As they were climbing in the loud room Snape had one more thing to say to Harry, "keep that knife on you but only for emergencies."
Harry nodded at him, he had no plans on putting it away ever again anyway.
The common room fell silent as the boys entered it. Harry wasn't sure why until Ron cleared his throat and sent a pointed look at his robes.
Oh, right.
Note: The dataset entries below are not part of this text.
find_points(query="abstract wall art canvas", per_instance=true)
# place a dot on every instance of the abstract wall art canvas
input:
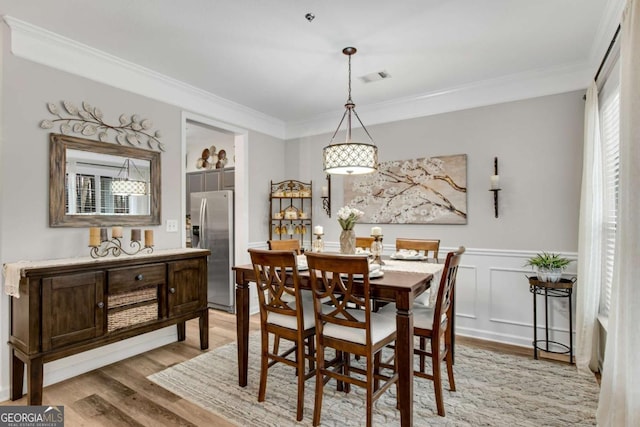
(430, 190)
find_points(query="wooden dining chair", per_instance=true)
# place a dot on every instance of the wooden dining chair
(424, 246)
(287, 244)
(344, 279)
(364, 242)
(285, 315)
(436, 332)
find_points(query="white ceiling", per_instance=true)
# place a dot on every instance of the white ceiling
(266, 56)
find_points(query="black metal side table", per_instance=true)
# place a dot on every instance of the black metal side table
(561, 289)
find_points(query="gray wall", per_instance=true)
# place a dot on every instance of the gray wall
(538, 143)
(26, 87)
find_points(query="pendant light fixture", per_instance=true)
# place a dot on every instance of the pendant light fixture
(123, 185)
(350, 158)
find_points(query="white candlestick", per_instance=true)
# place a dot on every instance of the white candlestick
(116, 232)
(495, 182)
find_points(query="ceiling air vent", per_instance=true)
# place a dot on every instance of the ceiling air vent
(374, 77)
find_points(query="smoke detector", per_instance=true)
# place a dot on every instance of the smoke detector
(374, 77)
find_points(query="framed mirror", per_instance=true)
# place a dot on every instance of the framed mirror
(93, 183)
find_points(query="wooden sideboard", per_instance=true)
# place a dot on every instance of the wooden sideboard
(68, 308)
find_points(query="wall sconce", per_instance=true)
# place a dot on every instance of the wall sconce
(326, 196)
(495, 185)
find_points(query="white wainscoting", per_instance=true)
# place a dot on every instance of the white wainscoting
(493, 301)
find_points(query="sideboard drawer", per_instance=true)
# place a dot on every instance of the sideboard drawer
(128, 278)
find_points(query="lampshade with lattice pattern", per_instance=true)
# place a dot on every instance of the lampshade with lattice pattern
(352, 158)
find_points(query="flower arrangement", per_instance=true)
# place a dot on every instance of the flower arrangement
(549, 266)
(347, 217)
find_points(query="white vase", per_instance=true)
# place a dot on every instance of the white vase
(348, 242)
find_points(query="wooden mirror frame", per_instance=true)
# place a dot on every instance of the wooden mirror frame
(59, 144)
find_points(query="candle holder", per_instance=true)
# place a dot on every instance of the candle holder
(318, 244)
(495, 189)
(115, 247)
(376, 249)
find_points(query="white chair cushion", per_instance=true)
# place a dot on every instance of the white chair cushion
(381, 327)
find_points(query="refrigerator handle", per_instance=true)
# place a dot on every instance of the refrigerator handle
(203, 206)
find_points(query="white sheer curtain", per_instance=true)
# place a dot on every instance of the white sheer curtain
(619, 403)
(590, 237)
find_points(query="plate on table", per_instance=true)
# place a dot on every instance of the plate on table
(407, 257)
(301, 267)
(372, 275)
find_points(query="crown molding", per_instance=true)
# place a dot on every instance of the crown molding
(53, 50)
(50, 49)
(509, 88)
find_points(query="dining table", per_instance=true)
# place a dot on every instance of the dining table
(401, 285)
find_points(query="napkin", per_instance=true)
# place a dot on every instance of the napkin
(406, 253)
(301, 261)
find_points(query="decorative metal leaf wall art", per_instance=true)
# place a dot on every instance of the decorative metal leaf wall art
(417, 191)
(89, 121)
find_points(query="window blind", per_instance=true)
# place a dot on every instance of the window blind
(610, 129)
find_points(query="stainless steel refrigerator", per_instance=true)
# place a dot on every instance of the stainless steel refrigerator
(212, 228)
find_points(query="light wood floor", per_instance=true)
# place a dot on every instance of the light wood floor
(120, 394)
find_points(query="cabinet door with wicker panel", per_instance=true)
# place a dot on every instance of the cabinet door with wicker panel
(134, 295)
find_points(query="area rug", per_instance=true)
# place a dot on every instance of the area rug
(493, 389)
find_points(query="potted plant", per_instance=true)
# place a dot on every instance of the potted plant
(548, 266)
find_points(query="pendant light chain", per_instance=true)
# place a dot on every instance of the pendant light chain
(350, 157)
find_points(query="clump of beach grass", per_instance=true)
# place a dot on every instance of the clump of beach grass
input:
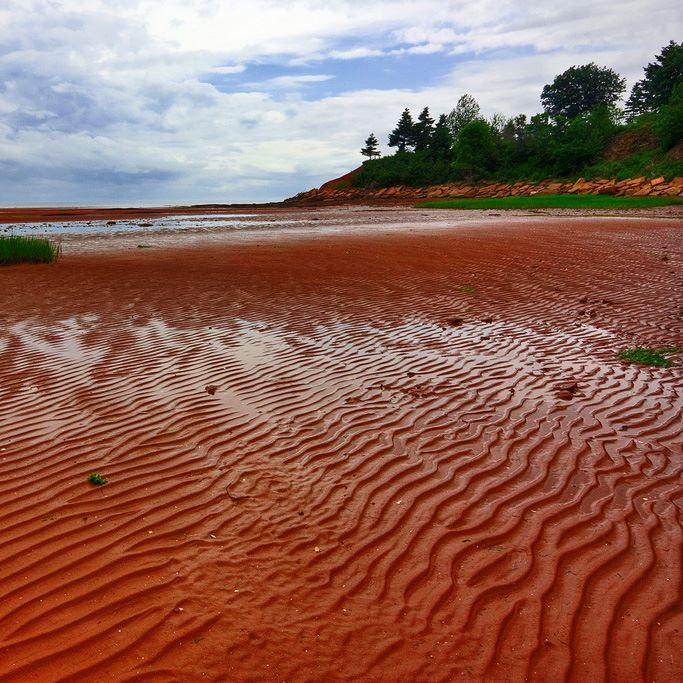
(656, 357)
(18, 249)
The blood.
"Thank Merlin!" Draco said, breaking through the gawkers to approach them with Blaise by his side. "I thought you guys got killed by the troll!"
Harry had him pinned to the door by his robes with one hand and his knife under his chin with the other before the blonde could even process what was happening.
"This is your fault," he hissed, his eyes flashing furiously. "Why'd ya have to say that to Mione, huh?" He shook the frozen boy once, "called her dirty blooded, didn't ya?"
He shoved the tip of his knife into Dracos chin, just enough to knick the skin and ooze out a droplet of blood.
"Looks like you got the same blood she does, doesn't it? D'ya wanna see more to prove it?"
"Harry, I'm s-sorry," Draco gasped. "P-please, I d-didnt mean it."
"Yeah?" Harry asked, smiling his worst smile. "Good, then tomorrow you can tell her that, in front of the whole hall, can't ya?"
Draco nodded frantically and Harry threw him away from him.
"Final warning, Draco, then you're out," he said cruelly to him as he scooted away on the floor. "And ya won't like that much, will ya?"
Draco shook his head and sputtered out more frantic apologies.
Harry ignored him and turned to Blaise, who was reluctantly handing two silver coins to Nott.
"There anything to eat? I'm bloody starving."
Ron laughed a hysterical laugh, bent over clutching his stomach.
"Go shower Harry, you stink," Blaise plugged his nose dramatically. "Then you can come back and eat and explain to us all why you're covered in blood."
Harry smirked as he headed to the bathroom, Blaise was clearly another good asset to have in their gang.
"'Kay," he called back over his shoulder, "see if ya can find some of that treacle tart, it's brill."